London (The Scoundrel and the Debutante, 2015, etc.), writing as Jessa McAdams, fashions a light, contemporary romance novel centered on a high-class, stubborn American girl and a down-to-earth, equally stubborn Scottish man.
After her fiancé dumps her less than a month before their planned wedding, Sloane gets into a rut, and her friends are determined to fix her woes. She insists she’s waiting for a man who’s similar to a fictional Scottish rogue from a television program. To that end, she and her friends go on a group trip to Scotland. (Thankfully, her friends only appear for a short time, as all three are overbearing caricatures of rich city girls.) Eager for her friends to stop fixating on her love life, Sloane travels ahead of them, and once in Scotland, she recruits the local bar owner, Galen, to pose as her boyfriend.
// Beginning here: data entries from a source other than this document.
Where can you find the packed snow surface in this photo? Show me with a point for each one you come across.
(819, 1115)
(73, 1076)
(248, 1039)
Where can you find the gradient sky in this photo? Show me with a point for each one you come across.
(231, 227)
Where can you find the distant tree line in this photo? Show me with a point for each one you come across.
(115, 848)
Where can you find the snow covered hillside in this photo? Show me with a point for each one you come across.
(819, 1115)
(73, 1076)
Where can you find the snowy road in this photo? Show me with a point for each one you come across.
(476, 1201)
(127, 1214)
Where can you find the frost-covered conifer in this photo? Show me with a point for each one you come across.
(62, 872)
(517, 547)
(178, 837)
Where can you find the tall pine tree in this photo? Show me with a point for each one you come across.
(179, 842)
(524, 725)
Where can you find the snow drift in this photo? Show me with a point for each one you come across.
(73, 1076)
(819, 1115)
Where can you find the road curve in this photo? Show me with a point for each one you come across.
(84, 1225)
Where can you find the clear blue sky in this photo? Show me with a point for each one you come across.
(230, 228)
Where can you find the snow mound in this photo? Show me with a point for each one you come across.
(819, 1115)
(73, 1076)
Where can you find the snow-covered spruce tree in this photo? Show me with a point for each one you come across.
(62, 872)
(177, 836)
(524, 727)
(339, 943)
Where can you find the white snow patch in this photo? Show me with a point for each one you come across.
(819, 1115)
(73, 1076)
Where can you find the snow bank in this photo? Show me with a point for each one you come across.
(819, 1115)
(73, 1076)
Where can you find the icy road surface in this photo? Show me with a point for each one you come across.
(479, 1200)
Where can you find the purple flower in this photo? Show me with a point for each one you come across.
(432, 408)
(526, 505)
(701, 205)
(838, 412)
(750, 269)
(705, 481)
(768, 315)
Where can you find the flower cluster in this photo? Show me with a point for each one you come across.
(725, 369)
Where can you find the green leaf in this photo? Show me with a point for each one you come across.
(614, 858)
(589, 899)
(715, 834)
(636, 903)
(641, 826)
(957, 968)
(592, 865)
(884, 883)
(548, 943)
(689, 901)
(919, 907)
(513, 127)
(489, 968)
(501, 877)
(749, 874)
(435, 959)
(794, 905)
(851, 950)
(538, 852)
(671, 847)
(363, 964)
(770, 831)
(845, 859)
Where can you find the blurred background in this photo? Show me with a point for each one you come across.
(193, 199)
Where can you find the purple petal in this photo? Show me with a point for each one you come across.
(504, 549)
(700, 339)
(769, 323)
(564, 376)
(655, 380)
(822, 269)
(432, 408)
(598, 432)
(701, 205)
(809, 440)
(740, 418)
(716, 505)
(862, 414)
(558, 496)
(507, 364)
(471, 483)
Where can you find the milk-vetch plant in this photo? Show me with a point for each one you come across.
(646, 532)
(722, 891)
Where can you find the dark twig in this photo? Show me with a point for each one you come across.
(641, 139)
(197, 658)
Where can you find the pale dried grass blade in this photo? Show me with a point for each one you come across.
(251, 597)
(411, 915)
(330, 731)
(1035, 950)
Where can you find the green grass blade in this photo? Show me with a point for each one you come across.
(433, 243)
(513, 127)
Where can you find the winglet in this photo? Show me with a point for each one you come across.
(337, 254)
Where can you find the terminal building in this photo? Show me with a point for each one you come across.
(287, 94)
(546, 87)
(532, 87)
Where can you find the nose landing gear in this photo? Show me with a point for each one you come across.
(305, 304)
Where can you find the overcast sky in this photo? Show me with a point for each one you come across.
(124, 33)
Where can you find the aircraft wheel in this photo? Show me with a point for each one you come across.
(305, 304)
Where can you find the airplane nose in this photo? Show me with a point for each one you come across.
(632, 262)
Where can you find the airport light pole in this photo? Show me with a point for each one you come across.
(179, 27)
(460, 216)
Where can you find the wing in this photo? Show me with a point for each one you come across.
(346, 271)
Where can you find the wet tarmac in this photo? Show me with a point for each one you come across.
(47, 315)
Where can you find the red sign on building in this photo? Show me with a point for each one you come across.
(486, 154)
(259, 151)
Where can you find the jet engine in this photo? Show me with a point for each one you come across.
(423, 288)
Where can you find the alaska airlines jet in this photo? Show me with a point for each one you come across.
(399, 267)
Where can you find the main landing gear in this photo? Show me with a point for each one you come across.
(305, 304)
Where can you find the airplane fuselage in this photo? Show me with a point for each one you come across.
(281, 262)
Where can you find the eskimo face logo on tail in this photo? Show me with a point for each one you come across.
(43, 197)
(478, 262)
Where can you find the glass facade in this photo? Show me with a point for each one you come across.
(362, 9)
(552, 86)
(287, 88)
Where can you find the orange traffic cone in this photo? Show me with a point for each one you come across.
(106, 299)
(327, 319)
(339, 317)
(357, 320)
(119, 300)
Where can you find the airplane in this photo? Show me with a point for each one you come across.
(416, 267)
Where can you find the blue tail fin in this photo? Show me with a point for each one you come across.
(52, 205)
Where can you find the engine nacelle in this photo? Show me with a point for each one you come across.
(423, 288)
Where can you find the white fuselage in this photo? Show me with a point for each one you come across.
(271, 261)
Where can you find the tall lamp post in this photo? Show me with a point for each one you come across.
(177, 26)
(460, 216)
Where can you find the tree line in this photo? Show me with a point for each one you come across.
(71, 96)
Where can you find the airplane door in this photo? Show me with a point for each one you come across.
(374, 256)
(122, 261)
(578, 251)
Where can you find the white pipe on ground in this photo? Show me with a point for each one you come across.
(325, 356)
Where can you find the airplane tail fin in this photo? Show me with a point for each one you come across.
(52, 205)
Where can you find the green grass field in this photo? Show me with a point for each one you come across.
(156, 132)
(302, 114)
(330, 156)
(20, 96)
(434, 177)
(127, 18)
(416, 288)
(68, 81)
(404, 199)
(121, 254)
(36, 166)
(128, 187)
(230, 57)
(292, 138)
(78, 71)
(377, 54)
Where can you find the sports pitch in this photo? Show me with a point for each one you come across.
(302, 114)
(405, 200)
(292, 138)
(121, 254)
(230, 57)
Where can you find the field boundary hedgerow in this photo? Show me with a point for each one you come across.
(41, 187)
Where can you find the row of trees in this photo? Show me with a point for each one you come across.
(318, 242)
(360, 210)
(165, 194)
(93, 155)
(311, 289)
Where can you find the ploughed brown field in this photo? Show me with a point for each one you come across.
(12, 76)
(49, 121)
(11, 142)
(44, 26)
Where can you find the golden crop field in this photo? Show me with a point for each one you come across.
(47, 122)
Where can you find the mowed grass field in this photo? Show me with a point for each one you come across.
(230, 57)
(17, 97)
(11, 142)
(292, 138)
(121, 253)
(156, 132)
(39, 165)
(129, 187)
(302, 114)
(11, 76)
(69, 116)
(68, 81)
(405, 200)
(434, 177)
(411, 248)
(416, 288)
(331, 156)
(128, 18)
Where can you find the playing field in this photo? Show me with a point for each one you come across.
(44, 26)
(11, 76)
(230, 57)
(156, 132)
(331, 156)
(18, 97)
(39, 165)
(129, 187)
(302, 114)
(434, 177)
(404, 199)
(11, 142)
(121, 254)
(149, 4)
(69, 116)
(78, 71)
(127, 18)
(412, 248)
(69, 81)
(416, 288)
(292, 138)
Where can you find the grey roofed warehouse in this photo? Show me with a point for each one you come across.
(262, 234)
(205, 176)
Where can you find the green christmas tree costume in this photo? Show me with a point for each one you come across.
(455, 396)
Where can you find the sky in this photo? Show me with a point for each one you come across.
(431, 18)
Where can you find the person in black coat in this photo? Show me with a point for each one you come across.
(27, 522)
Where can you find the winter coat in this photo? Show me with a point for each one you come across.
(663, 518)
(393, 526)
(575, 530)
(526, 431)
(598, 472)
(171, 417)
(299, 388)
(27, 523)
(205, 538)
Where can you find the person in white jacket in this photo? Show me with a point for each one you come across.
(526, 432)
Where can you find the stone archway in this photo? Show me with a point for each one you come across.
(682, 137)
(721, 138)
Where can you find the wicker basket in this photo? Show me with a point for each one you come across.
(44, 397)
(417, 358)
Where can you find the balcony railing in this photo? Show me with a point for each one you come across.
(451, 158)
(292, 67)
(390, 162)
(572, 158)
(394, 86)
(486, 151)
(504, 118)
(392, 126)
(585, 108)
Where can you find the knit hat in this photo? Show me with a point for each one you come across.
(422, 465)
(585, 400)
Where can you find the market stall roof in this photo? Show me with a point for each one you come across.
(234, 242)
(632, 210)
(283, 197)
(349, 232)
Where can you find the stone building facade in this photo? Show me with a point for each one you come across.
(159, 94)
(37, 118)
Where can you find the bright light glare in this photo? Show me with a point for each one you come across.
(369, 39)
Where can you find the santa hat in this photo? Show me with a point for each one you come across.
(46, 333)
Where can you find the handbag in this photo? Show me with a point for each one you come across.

When Sloane’s friends arrive, she plans for him to publicly break up with her, thus hopefully ending the girls’ busybody interference. In need of the money Sloane promises him, Galen reluctantly agrees to help. Sloane’s character immediately jumps off the page, making it easy for readers to sympathize with her far-fetched scheme. In contrast, Galen’s characterization builds more slowly, which, in combination with his Scottish-accented dialogue, slows the novel’s initial pacing. Despite his original hesitation, Galen finds himself falling for Sloane, and in a predictable twist, Sloane, used to playing it safe, finds herself throwing caution to the wind with Galen. As the narrative progresses, the pacing picks up and the dialogue between the two grows white-hot, charged with relatable wit and humor. Their seemingly perfect relationship takes a turn, though, when Sloane’s friends finally arrive, along with an unsuspected surprise—reminding Sloane and Galen of the contractual, and supposedly artificial, nature of their relationship.
Despite a rocky start and some underdeveloped secondary characters, this is a quick, entertaining beach read packed with delightful dialogue and plenty of laughs.